Las fotografías de Graciela Iturbide (Ciudad de México, 1942) sorprenden a primera vista por la consistencia material que les confiere la densidad de la emulsión. Adquieren así, además de gran riqueza tonal, cierto carácter de objeto. Son fotos con peso propio: pierden la calidad de ventana o vehículo, para convertirse en sedimentos de una experiencia irrepetible. Se ha dicho que en la fotografía coexisten la huella de la luz, que marca en la película el reflejo del mundo exterior, con el recorte, por el que el autor selecciona parte de ese mundo y elimina el resto. A esos dos momentos de la fotografía Iturbide añade un tercero: el eco que lo fografiado despierta en el fotógrafo, un aura no psicológica, sino poética.

Así ocurre en sus paisajes. Son lugares habitados y después abandonados: alguien pasó por el cipresal de Roma, trabajó en la plataforma de Chalma, reducida a las primeras labores de estructura, y contempló la mano del jardín de Bomarzo en la que las miradas depositadas superan con mucho las matas de musgo que la cubren. El paisaje deja de ser vedutta para convertirse en superficie de inscripción que mantiene vivos muchos rastros.

Esa memoria de la presencia de los individuos otorga una calidad peculiar a sus fotografías de ritos populares y culturas indígenas. Iturbide recibió diversos encargos del Instituto Nacional Indigenista. Viajó a las tribus Seris del desierto de Sonora en una misión antropológica. Pero sus imágenes desbordan el informe: los Seris son hombres y mujeres con entidad propia. Orgullosos de su modo de vida, pueblan el desierto con la decisión de la Mujer ángel que camina con falda de amplio vuelo y un radiocasette en la mano.

Aun las numerosas obras dedicadas al ritual (sacrificios de cabras en Oaxaca, ritos fúnebres en Guanajuato, diversos carnavales) se separan por completo del informe, el reportaje o el mero registro de lo exótico. Son fotos hechas desde dentro, como si la autora desde el principio conectara con la lógica de quienes sacrifican animales o añaden al traje blanco la calavera que oculta el rostro de la novia.

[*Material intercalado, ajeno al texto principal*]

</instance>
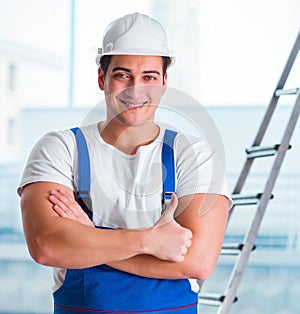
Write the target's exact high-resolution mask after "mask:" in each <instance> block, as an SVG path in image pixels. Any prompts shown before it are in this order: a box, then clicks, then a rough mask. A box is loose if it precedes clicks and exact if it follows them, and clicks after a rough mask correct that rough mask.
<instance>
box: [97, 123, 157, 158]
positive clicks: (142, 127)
mask: <svg viewBox="0 0 300 314" xmlns="http://www.w3.org/2000/svg"><path fill="white" fill-rule="evenodd" d="M98 129H99V132H100V135H101V137H102V138H103V140H104V141H105V142H106V143H108V144H110V145H112V146H114V147H116V148H117V149H119V150H121V151H122V152H124V153H126V154H128V155H134V154H135V153H136V151H137V150H138V148H139V147H140V146H144V145H148V144H150V143H152V142H153V141H154V140H155V139H156V138H157V136H158V134H159V127H158V126H157V125H156V124H155V123H154V122H153V121H147V122H143V123H140V124H138V125H134V126H127V125H119V124H118V125H116V123H115V122H114V121H113V120H111V121H107V120H105V121H103V122H100V123H99V124H98Z"/></svg>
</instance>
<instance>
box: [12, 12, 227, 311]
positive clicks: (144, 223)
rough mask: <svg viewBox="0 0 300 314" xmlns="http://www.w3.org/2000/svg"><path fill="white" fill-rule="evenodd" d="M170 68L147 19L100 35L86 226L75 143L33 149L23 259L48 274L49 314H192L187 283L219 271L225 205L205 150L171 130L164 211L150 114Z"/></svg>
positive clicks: (224, 197) (163, 36) (65, 141)
mask: <svg viewBox="0 0 300 314" xmlns="http://www.w3.org/2000/svg"><path fill="white" fill-rule="evenodd" d="M173 62H174V58H173V57H172V56H171V55H170V52H169V49H168V45H167V39H166V35H165V31H164V30H163V28H162V26H161V25H160V24H159V23H158V22H156V21H155V20H153V19H151V18H149V17H148V16H145V15H141V14H138V13H135V14H130V15H126V16H125V17H123V18H120V19H118V20H116V21H114V22H113V23H112V24H111V25H110V26H109V27H108V29H107V31H106V33H105V36H104V39H103V49H102V50H101V51H100V52H99V55H98V58H97V63H98V65H99V70H98V83H99V87H100V89H101V90H103V91H104V94H105V99H106V107H107V108H106V109H107V113H106V119H105V120H104V121H101V122H99V123H97V124H95V125H90V126H86V127H83V128H82V132H83V134H84V138H85V141H86V142H87V147H88V152H89V160H90V166H91V169H90V175H91V177H90V183H91V189H90V191H88V192H90V198H91V199H90V200H91V203H92V206H91V204H89V206H88V207H89V208H88V209H87V211H86V212H87V213H88V214H89V215H90V212H89V210H92V221H90V220H89V218H88V215H87V214H86V213H85V212H84V211H83V210H82V208H84V207H85V205H86V204H81V205H82V208H81V207H80V206H79V205H78V203H77V202H76V201H75V197H74V194H77V195H79V196H80V193H81V192H80V191H78V190H80V187H79V183H78V181H79V178H78V181H77V177H79V172H80V169H79V167H80V166H79V160H78V159H79V152H78V153H77V150H78V149H79V148H78V147H77V145H76V141H75V137H74V134H73V133H72V132H71V131H70V130H65V131H60V132H52V133H49V134H47V135H45V136H44V137H43V138H42V139H41V140H40V141H39V142H38V143H37V144H36V146H35V147H34V149H33V150H32V152H31V155H30V157H29V160H28V163H27V166H26V168H25V171H24V175H23V178H22V181H21V184H20V187H19V190H18V191H19V194H20V195H21V207H22V217H23V225H24V232H25V236H26V240H27V244H28V248H29V251H30V254H31V256H32V257H33V259H34V260H35V261H37V262H38V263H41V264H44V265H48V266H53V267H54V281H55V285H54V313H74V312H78V313H90V312H95V313H97V312H99V313H154V312H158V311H159V312H164V313H196V312H197V292H198V291H197V287H195V279H205V278H207V276H208V275H209V274H210V273H211V272H212V271H213V269H214V267H215V264H216V261H217V258H218V256H219V252H220V249H221V245H222V241H223V236H224V231H225V226H226V221H227V214H228V209H229V206H230V205H229V204H230V201H229V196H228V192H227V190H226V188H223V180H224V178H223V176H222V175H221V176H219V177H218V178H214V175H213V169H212V168H213V153H212V152H211V151H210V149H209V148H208V145H206V144H205V142H204V141H203V140H201V139H195V138H192V137H187V136H185V135H183V134H181V133H178V134H177V135H176V138H175V140H174V154H175V170H174V171H175V176H176V194H175V193H173V194H172V200H171V202H170V204H169V206H168V207H167V209H166V210H165V208H164V207H163V206H162V201H163V202H165V201H166V199H165V198H167V197H165V193H163V184H162V181H164V179H162V177H163V173H164V170H163V169H162V165H161V155H162V142H163V136H164V133H165V129H164V127H163V126H162V125H158V124H156V123H154V115H155V111H156V109H157V106H158V104H159V101H160V98H161V96H162V95H163V94H164V92H165V89H166V86H167V85H166V84H167V72H166V70H167V67H168V66H169V65H170V64H171V63H173ZM74 133H76V131H74ZM76 134H77V133H76ZM76 136H77V135H76ZM77 144H78V143H77ZM163 178H165V177H163ZM214 181H218V182H217V183H215V182H214ZM166 192H168V191H166ZM169 192H174V191H169ZM90 207H92V208H90ZM162 207H163V208H162ZM164 210H165V211H164ZM175 210H176V214H174V212H175ZM162 211H164V213H163V214H162ZM174 216H175V218H174ZM89 217H91V215H90V216H89ZM96 227H97V228H96ZM190 279H193V280H190Z"/></svg>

Quizá en este rastrear pasos perdidos o asociaciones que escapan a la conciencia esté la impronta de Manuel Álvarez Bravo, el fotógrafo mexicano vinculado al surrealismo. Iturbide se inició con él en la fotografía y fue después su asistente. Que sólo durara en ese trabajo un año sugiere, sin embargo, la independencia de la artista. Pese a ello, la huella surreal se advierte en el exquisito cuidado con que fotografía el baño de Frida Kahlo. Clausurada esta habitación de la casa museo por expresa voluntad de Diego Rivera, se abrió el año 2004 (a los cincuenta años del fallecimiento de Kahlo) e invitaron a Iturbide a fotografiarlo. Las fotos del corsé o las muletas con las que Frida se ayudaba en su enfermedad son del todo elocuentes.

Un tema recurrente en Iturbide hace pensar en el azar objetivo: sus nubes de pájaros en la India, México o Estados Unidos, o las de insectos en Juchitán. ¿No hay en estas repentinas (des)bandadas un paralelo con el instante en que una imagen congelada, la fotografía, desencadena un flujo de imágenes en la fantasía?

La silenciosa pero apreciable presencia de la autora en sus fotografías, a la que me referí antes, se hace manifiesta en sus autorretratos. Algunos sutiles (sus pies en la bañera de Frida Kahlo, su sombra en la casa donde vivió Trostky), otros explícitos (el que la recoge ataviada como una india Seri) y uno, ¿Ojos para volar?, quizá programático: en él mantiene ante sus ojos un pájaro vivo y otro muerto. Una metáfora muy personal de la fotografía.